Teodorczyk znalazł nowego pracodawcę

Były reprezentant Polski próbuję swoich sił w kolejnym europejskim klubie. Łukasz Teodorczyk, bo o nim właśnie mowa oficjalnie zasilił szeregi włoskiej Vicenzy. Napastnik miał do wyboru kilka ofert, z czego także opcje powrotu do ojczyzny, ale zdecydował się na kolejną batalie w słonecznej Italii.

Teodorczyk to zawodnik, który największą markę wyrobił sobie za czasów gry dla belgijskiego Anderlechtu. W 93 występach 45 razy wpisał się na listę strzelców. Po otrzymaniu nowego kontraktu wyraźnie przygasł, co zaowocowało jego transferem za 3,5 mln euro do Udinese. We Włoszech ewidentnie się nie przebił. Odstawał poziomem dlatego niezwykle rzadko na niego stawiano. Próbowano powrotnych wypożyczeń do Belgii, ale bez skutku. Polak zablokował się na amen.

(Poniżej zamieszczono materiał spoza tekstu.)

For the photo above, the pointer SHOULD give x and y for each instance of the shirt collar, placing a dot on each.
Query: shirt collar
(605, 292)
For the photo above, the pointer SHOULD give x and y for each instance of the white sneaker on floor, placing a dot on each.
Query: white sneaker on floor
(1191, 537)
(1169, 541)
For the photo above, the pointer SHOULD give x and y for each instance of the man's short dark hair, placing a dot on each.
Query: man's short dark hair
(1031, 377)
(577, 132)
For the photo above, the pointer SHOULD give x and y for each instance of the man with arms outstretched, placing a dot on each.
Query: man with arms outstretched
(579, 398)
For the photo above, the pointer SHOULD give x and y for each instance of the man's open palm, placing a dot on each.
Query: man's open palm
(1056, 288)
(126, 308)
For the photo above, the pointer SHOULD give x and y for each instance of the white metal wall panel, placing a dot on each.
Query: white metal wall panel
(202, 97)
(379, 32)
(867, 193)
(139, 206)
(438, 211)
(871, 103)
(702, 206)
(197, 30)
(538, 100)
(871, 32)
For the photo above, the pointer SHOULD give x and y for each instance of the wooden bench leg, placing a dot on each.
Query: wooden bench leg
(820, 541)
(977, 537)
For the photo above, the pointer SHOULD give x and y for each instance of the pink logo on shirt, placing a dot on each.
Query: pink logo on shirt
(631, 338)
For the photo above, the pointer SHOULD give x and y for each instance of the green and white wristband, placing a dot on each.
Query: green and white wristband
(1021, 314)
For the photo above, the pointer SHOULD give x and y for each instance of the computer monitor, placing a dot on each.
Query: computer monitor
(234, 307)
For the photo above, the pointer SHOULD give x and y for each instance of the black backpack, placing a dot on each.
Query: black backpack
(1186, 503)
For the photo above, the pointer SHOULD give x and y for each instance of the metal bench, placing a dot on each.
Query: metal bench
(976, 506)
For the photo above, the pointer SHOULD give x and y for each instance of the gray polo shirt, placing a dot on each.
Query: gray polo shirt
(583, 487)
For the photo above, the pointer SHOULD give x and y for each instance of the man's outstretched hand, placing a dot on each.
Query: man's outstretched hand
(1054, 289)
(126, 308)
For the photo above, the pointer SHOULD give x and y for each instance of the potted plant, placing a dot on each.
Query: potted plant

29 grudnia został wolnym zawodnikiem. Według polskich mediów jego usługami interesowały się takie ekipy, jak Jagiellonia Białystok, czy też Bruk-bet Teramilca Nieciecza, ale ostatecznie Teodorczyk zdecydował się zostać we Włoszech. W obecnym sezonie nie zaliczył ani jednej minuty na murawie, więc nie dziwi fakt, że ekipa, która po niego sięga nie należy do topowych.

Vicenza ma spore problemy. Po połowie sezonu są na ostatnim miejscu w lidze z 7 punktami. W oczy coraz głębiej zagląda im widmo spadku do Serie B. Teodorczyk to jedna z ich ostatnich desek ratunku. Nasz rodak zapewnił sobie komfort „ucieczki” z klubu gdyby cos poszło nie po jego myśli i Vicenza spadała na trzeci poziom rozgrywkowy we Włoszech. Analogicznie jeśli się tak nie stanie, jego kontrakt zostanie przedłużony.

Z jednej strony jest to dość ciekawe wyzywanie, okazja do pokazania, że jednak nie jest do końca zardzewiały. Z drugiej może wydawać się, że odrzucenie propozycji powrotu do Polski jest tylko odwlekaniem nieuniknionego. Jak skończy się cała sytuacja? Czy Teodorczyk ponownie pokaże swoją „prawdziwą” wartość? Tego dowiemy się zapewne całkiem niedługo, bo wraz z końcem sezonu we włoskiej Serie B.